Elements of Net Zero Strategy are welcome but there is not enough urgency

19 October 2021

The government has today published its long awaited Net Zero Strategy, setting out how it intends to get achieve its Net Zero goals.

The strategy commits to having a final funding decision made on building Sizewell C by the end of this parliament and to introducing legislation to allow the use of the Regulatory Asset Base model for funding new nuclear. It also commits to future nuclear projects but lacks detail in how or where these will be built.

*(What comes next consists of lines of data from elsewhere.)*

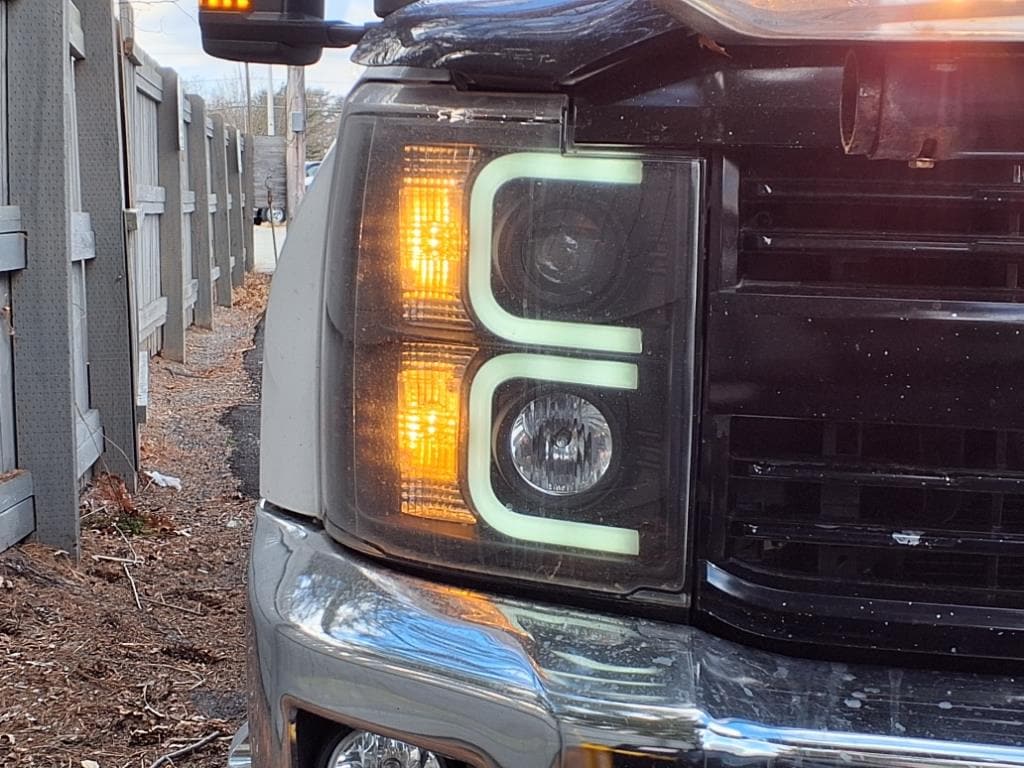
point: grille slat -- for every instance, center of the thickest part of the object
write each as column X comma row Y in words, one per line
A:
column 864, row 430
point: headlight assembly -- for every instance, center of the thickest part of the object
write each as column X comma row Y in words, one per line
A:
column 509, row 346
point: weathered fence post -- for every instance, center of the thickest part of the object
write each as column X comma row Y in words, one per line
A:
column 38, row 61
column 170, row 142
column 221, row 223
column 199, row 174
column 237, row 212
column 108, row 285
column 249, row 199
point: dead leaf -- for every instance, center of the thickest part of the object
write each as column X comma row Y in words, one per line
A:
column 706, row 42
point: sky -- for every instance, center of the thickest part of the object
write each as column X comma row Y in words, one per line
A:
column 168, row 31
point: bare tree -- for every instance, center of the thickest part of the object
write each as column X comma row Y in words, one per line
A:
column 323, row 111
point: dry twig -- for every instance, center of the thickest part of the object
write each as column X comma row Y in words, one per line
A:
column 134, row 589
column 187, row 750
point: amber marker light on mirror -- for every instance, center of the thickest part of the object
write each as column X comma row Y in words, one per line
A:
column 429, row 430
column 432, row 239
column 224, row 4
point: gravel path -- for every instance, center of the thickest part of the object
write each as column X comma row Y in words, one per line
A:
column 138, row 649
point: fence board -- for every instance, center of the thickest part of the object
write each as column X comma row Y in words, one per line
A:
column 199, row 175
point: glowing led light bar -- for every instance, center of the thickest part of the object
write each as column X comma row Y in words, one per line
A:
column 432, row 232
column 428, row 423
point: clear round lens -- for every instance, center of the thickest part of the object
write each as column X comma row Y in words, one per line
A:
column 363, row 750
column 561, row 443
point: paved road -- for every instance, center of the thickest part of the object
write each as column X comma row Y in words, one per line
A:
column 263, row 246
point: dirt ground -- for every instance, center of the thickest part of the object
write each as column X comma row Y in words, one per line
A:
column 138, row 650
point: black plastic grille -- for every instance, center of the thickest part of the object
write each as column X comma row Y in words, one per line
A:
column 863, row 442
column 948, row 232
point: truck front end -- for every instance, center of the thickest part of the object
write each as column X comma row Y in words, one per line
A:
column 641, row 386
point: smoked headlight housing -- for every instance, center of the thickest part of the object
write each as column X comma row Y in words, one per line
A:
column 509, row 344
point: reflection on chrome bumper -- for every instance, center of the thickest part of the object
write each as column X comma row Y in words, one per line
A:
column 508, row 683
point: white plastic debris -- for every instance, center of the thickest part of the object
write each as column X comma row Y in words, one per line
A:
column 165, row 481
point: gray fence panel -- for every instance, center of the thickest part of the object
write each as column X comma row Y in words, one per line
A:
column 221, row 230
column 101, row 157
column 237, row 209
column 202, row 220
column 173, row 172
column 37, row 48
column 150, row 198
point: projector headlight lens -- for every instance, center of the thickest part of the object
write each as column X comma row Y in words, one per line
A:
column 561, row 444
column 364, row 750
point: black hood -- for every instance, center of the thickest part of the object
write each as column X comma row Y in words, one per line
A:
column 543, row 43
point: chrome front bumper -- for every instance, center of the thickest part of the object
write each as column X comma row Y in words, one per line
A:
column 506, row 683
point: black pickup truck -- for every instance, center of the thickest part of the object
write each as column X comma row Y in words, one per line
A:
column 644, row 385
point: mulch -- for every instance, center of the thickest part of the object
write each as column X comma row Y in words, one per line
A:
column 138, row 649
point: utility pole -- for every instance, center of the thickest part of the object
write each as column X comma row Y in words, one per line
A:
column 249, row 102
column 269, row 101
column 295, row 151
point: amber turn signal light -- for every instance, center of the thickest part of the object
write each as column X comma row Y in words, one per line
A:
column 242, row 5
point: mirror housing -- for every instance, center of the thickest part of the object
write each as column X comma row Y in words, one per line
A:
column 282, row 32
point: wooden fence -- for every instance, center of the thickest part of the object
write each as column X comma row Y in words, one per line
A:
column 124, row 219
column 179, row 157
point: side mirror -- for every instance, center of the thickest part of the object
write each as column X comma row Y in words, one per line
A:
column 283, row 32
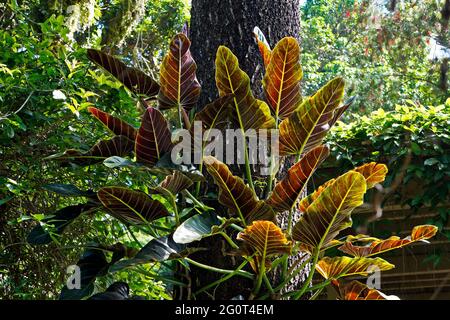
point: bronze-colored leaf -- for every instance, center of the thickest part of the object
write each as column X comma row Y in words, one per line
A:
column 287, row 191
column 132, row 78
column 264, row 240
column 307, row 126
column 373, row 173
column 248, row 113
column 338, row 267
column 330, row 212
column 117, row 146
column 131, row 206
column 179, row 84
column 263, row 45
column 115, row 125
column 153, row 139
column 281, row 82
column 356, row 290
column 377, row 246
column 236, row 195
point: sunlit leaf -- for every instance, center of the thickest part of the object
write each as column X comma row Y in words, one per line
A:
column 197, row 227
column 265, row 240
column 287, row 191
column 236, row 195
column 281, row 82
column 419, row 233
column 330, row 212
column 131, row 206
column 132, row 78
column 157, row 250
column 249, row 112
column 179, row 84
column 373, row 173
column 153, row 139
column 338, row 267
column 307, row 126
column 356, row 290
column 263, row 45
column 115, row 125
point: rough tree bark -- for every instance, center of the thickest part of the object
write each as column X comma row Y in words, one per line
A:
column 230, row 23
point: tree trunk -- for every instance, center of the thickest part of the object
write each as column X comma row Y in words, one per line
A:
column 230, row 23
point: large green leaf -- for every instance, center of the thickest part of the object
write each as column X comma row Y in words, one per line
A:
column 197, row 227
column 338, row 267
column 115, row 125
column 330, row 212
column 132, row 78
column 179, row 84
column 263, row 240
column 240, row 199
column 157, row 250
column 307, row 126
column 287, row 191
column 281, row 82
column 249, row 112
column 153, row 139
column 373, row 247
column 131, row 206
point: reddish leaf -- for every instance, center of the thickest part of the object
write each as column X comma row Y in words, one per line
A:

Sue Ferns, Prospect senior deputy general secretary, said:

“This is a welcome announcement to accelerate the development of new nuclear energy generation, but we now need urgent support to turn these words into action.
“Confirmation of support for Sizewell C is an important first step but it is far from enough if we are going to meet our climate targets and replace the firm power capacity that is coming offline in the next few years.

“The ongoing energy crisis demonstrates our overreliance on imports when weather-dependent generation does not match demand. That is only going to get worse as coal and older nuclear plant comes offline.

“The most striking thing in this plan is the discrepancy between the urgency of the statements and the actual timescales set down. There is no reason we can’t immediately get moving on Sizewell C, introduce legislation for the Regulated Asset Base funding model, and start the ball rolling on all the other nuclear projects we will need going forward.

“The scale and urgency of the net zero challenge requires a clear and timely implementation strategy based on a whole systems approach. This also requires a comprehensive skills strategy to create and sustain good quality green jobs.”